I was 14. I spent that summer learning to smoke drugs, to give hand jobs, to drink wine: I even stole a copy of Blonde on Blonde from a record fair. I cultivated eating disorders.

Every day I would remember his name, remember his fingers in my cunt, remember his rank, pale cock pulsing in my fist. Time passed, I reassured myself that eventually I would not think of him every day. I tried to calculate how long it might be before I completely forgot. Four or five years maybe.

Angry and ashamed, I decided to slash open my wrists and let my blood spit hatred all over the bathroom. I took a disposable razor and I smashed at the plastic with anything that came to hand. The blade came free, so bent and blunt it wouldn’t cut, only tear. I was exhausted, I went to bed. I didn’t try to cut myself again for six years.
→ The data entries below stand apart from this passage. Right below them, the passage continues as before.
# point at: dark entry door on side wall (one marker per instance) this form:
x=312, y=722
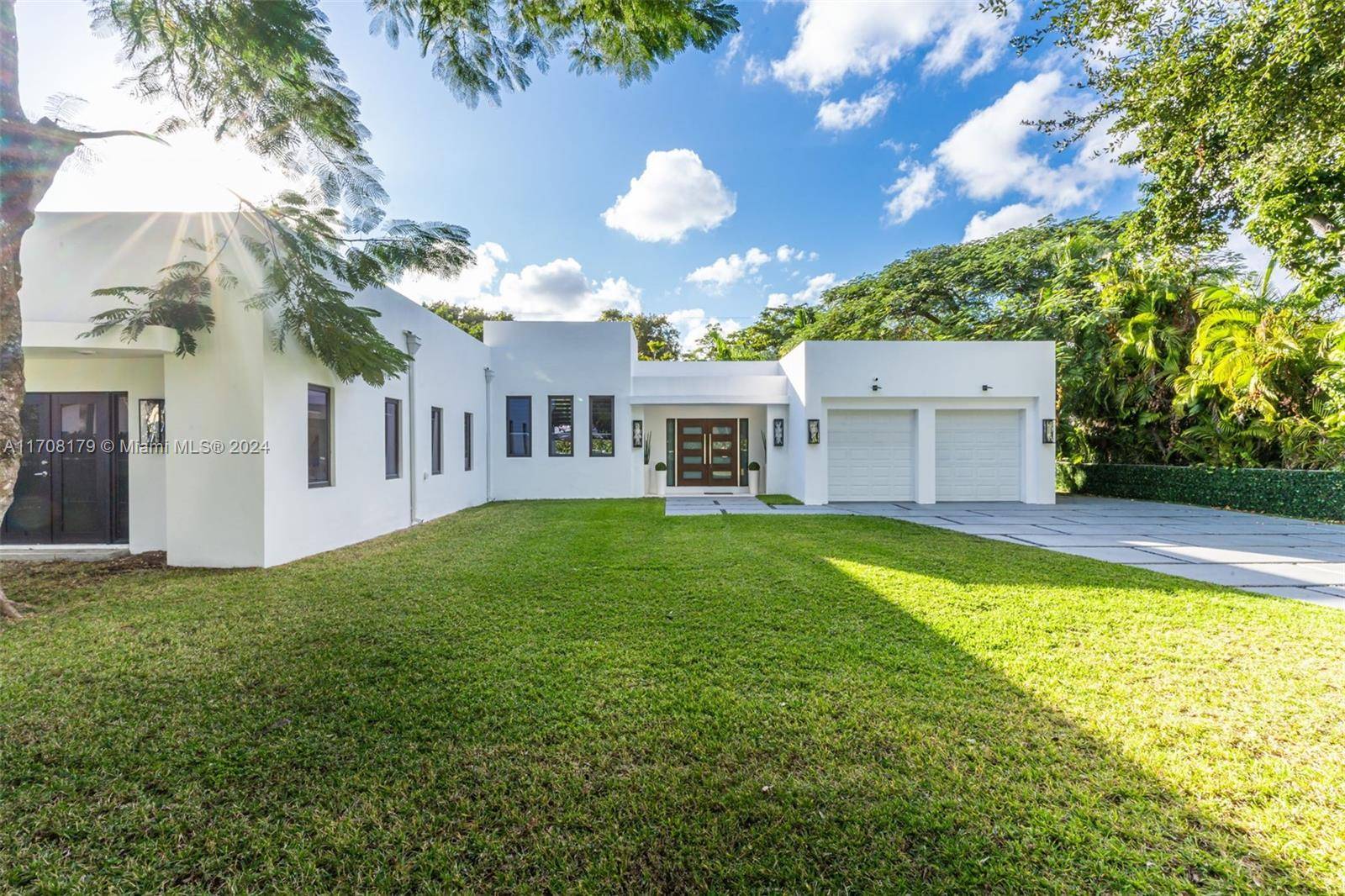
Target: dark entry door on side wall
x=71, y=483
x=708, y=454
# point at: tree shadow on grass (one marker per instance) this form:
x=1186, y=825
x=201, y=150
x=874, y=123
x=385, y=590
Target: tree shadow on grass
x=753, y=714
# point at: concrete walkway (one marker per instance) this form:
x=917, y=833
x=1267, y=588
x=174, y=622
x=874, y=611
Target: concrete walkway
x=1266, y=555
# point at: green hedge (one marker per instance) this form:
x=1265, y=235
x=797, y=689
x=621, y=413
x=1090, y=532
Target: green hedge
x=1317, y=494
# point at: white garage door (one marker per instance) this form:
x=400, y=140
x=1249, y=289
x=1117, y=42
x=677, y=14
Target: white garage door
x=978, y=455
x=871, y=455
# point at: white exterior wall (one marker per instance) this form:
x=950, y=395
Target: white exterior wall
x=923, y=377
x=239, y=509
x=580, y=360
x=450, y=374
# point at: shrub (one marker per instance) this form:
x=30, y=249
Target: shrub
x=1317, y=494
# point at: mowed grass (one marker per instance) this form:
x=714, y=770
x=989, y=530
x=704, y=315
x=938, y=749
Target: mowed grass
x=591, y=696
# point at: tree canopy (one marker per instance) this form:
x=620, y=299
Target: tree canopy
x=470, y=319
x=1231, y=111
x=656, y=336
x=1179, y=358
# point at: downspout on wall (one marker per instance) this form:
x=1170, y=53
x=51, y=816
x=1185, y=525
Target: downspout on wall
x=490, y=376
x=414, y=345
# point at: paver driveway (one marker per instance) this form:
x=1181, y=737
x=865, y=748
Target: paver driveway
x=1268, y=555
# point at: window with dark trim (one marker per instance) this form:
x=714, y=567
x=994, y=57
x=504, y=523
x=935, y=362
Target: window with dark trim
x=560, y=420
x=319, y=436
x=436, y=440
x=518, y=427
x=602, y=425
x=467, y=441
x=392, y=437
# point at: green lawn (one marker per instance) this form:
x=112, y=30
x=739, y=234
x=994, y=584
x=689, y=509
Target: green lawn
x=588, y=694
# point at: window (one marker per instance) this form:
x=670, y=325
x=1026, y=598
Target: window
x=392, y=437
x=602, y=444
x=319, y=436
x=467, y=441
x=560, y=414
x=518, y=427
x=436, y=440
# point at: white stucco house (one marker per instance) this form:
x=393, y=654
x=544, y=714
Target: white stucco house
x=248, y=456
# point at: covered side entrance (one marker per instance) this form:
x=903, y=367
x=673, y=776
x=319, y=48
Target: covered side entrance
x=73, y=483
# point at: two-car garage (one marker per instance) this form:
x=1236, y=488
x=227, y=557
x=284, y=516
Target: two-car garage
x=872, y=455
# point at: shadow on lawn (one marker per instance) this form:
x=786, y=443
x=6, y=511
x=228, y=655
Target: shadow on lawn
x=787, y=727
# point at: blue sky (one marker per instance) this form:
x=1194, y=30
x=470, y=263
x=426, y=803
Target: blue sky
x=851, y=132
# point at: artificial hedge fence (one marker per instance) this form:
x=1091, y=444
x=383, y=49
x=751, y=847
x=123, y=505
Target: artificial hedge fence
x=1317, y=494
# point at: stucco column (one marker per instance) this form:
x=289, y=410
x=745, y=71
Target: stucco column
x=925, y=455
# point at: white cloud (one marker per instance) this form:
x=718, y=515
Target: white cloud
x=1020, y=214
x=693, y=323
x=732, y=51
x=988, y=158
x=915, y=190
x=674, y=194
x=755, y=71
x=847, y=114
x=725, y=272
x=560, y=291
x=555, y=291
x=811, y=293
x=838, y=40
x=470, y=287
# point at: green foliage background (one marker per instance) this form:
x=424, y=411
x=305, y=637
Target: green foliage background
x=1317, y=494
x=1174, y=358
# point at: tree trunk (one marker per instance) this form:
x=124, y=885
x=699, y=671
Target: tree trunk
x=30, y=156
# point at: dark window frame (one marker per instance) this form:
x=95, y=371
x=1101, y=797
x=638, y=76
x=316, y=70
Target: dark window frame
x=551, y=425
x=611, y=434
x=467, y=440
x=393, y=461
x=326, y=390
x=436, y=440
x=528, y=430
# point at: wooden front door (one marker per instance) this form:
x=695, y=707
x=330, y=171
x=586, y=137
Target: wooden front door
x=708, y=454
x=71, y=485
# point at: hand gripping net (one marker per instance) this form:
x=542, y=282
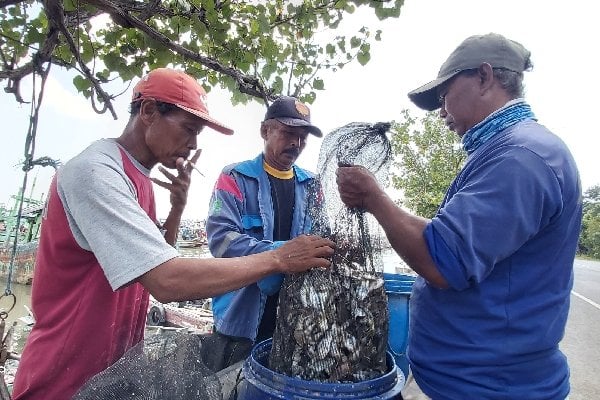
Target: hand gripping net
x=332, y=324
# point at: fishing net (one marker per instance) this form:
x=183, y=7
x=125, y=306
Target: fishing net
x=166, y=366
x=332, y=324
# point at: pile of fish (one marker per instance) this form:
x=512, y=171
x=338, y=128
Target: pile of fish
x=332, y=325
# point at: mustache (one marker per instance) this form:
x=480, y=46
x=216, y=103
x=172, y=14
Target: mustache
x=293, y=151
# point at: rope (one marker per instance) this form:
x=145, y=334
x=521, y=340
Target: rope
x=29, y=163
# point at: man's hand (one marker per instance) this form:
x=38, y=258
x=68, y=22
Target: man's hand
x=304, y=252
x=180, y=183
x=357, y=186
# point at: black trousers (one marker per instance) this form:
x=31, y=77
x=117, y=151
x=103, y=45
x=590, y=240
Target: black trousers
x=220, y=351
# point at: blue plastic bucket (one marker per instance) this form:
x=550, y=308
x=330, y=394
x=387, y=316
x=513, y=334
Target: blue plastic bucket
x=398, y=288
x=261, y=383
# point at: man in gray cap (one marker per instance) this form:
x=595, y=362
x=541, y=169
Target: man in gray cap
x=257, y=205
x=495, y=263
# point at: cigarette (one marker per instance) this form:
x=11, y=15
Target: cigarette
x=194, y=167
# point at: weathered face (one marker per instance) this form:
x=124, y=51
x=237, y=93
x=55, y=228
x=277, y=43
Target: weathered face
x=459, y=99
x=283, y=144
x=173, y=135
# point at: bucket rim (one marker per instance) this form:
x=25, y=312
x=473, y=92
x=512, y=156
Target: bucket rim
x=385, y=384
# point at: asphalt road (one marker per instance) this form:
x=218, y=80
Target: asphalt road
x=581, y=343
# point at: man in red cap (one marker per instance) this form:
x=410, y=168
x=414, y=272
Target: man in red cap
x=101, y=250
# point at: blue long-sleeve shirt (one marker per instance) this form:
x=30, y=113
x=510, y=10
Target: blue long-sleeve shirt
x=504, y=238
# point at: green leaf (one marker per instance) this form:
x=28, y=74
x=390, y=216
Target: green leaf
x=318, y=84
x=363, y=57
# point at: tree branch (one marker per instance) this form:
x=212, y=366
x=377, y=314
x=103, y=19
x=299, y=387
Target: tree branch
x=56, y=17
x=249, y=85
x=6, y=3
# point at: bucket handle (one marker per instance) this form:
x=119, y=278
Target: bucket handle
x=233, y=395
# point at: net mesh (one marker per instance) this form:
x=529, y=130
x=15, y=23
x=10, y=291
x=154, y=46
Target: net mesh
x=166, y=366
x=332, y=324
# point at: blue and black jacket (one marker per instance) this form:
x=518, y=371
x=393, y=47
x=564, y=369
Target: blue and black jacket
x=240, y=223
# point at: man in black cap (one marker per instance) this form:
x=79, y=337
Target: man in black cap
x=257, y=205
x=495, y=263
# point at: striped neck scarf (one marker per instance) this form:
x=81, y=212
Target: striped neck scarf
x=512, y=112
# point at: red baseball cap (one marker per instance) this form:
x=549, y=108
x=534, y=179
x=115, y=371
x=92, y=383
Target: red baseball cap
x=178, y=88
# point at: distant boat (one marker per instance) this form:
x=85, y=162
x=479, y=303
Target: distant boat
x=194, y=315
x=26, y=235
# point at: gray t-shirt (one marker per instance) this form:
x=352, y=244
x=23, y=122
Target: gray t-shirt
x=97, y=189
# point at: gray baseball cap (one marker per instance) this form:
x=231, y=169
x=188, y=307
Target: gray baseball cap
x=492, y=48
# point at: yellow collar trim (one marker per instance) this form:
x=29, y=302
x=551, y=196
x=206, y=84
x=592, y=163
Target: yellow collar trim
x=289, y=174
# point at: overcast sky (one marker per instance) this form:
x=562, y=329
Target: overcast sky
x=562, y=89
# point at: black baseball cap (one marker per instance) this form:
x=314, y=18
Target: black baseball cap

I rooted through the knife drawer. Where was the small, serrated Kitchen Devil? Dirty, in the dishwasher. I pressed a carving knife against my forearm. The metal, cool against my skin, was not sharp enough to draw blood, but hard and cold enough to clear my head. I knew what to do. I locked myself in the bathroom and smashed the razor’s plastic casing against the floor with a rolling pin. The blade slipped out, small and perfect. A tremor of anticipation ran down my arm as I reached out to pick it up, shaving a little skin from my fingertips in the process.

I sat up against the bath, my legs stretched out in front of me. I held my right wrist up for inspection. I felt momentarily sorry for my unblemished, blameless arm. I felt almost nothing as I laid my arm across my thighs and made the first, tentative, scratches. I experimented with direction, duration, pressure.

I watched the narrow white filaments gain definition as red lines spread. This bright-coloured magic of physical absolutes made me think of litmus paper and pregnancy tests... my thoughts drifted freely until I become aware of a stinging sensation in my arm. I rinse the blood away with cold water. Twenty three fine lines radiated out from a mid-point two inches below the heel of my hand. A gold sunburst behind a Bernini angel. The marks on a clockface. By now calm and relaxed, I put the blade away in my wallet.